In another indication that inflation may be stalling, U.S. wholesale prices increased only slightly in June, with most of the increase coming from rising prices for services.
The Labor Department said the producer-price index edged up 0.1% last month after being flat in May. Economists surveyed by MarketWatch had predicted no change in the PPI.
The PPI reading is in line with other inflation indicators, including the consumer-price index and the Federal Reserve’s preferred inflation gauge, personal-consumption expenditures (PCE), that show inflation is tapering off after rising steadily in 2016 and early 2017.
The PCE has slowed to an yearly rate of 1.4% from a five-year high of 2.1% earlier in 2017.
“The slowdown has surprised the Federal Reserve and prompted some senior central-bank officials to question whether further [interest] rate increases are merited in an environment of stubbornly low consumer prices and inflation,” MarketWatch said.

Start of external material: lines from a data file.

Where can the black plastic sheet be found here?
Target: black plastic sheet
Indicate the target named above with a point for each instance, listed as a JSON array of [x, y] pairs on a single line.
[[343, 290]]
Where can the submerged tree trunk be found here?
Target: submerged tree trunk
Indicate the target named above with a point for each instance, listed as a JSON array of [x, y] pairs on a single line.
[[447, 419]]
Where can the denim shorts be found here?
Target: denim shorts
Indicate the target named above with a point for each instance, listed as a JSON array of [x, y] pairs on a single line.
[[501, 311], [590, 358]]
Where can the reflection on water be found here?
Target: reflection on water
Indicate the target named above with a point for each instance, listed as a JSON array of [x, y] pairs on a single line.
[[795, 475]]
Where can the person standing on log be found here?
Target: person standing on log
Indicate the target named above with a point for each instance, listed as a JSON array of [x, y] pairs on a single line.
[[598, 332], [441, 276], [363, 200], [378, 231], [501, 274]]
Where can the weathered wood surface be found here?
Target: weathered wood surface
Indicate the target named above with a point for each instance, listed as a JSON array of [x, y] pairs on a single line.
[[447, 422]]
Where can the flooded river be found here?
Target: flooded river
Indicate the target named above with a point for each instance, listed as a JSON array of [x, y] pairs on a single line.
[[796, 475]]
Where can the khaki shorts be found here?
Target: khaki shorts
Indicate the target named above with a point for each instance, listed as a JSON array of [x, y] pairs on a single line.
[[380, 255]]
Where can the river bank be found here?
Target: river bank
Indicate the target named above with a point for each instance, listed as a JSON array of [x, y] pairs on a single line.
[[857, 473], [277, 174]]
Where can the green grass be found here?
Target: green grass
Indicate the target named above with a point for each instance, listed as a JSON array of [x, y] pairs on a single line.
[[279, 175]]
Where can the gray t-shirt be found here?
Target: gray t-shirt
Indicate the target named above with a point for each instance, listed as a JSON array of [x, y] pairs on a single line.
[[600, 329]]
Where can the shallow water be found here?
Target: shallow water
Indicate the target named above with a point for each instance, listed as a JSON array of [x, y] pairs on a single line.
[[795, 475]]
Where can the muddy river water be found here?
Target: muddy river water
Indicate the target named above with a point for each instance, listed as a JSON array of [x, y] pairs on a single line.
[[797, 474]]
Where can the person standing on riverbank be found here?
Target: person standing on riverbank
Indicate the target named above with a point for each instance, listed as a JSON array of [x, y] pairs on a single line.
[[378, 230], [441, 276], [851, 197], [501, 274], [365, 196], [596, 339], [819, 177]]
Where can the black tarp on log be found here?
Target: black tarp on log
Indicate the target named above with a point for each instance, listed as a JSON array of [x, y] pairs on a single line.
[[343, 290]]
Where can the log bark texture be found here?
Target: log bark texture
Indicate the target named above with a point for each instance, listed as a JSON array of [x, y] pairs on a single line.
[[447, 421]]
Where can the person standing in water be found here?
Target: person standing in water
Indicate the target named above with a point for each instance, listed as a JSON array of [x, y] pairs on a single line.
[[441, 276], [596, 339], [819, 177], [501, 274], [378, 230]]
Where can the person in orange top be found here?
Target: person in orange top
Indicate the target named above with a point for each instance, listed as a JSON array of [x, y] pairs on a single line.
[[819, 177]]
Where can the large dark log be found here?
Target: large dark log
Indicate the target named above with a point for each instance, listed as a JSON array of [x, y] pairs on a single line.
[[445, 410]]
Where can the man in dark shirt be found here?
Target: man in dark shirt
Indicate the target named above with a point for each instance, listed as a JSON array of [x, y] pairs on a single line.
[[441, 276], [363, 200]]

Most of the June increase in the PPI reflected rising prices for services, including a 4% jump in the cost of brokerage and other investment services. Wholesale energy prices fell 0.5%, including a 1.1% drop in gasoline prices, while the price of repairing and maintaining cars and trucks fell 1%, the most in more than two years.
In June, the wholesale cost of food jumped 0.6%, largely due to higher prices for meats and potatoes. Excluding volatile food and energy prices, wholesale inflation was up 0.1% last month from May and 1.9% from a year earlier. Geneve
“The PPI suggests that there isn’t a significant amount of price pressures in the pipeline,” Ryan Sweet, director of real-time economics at Moody’s Analytics, said.
The Fed has set a target of 2% inflation. But Fed Chair Janet Yellen told lawmakers on Wednesday that the economy was healthy enough for the central bank to raise rates and begin winding down its massive bond portfolio.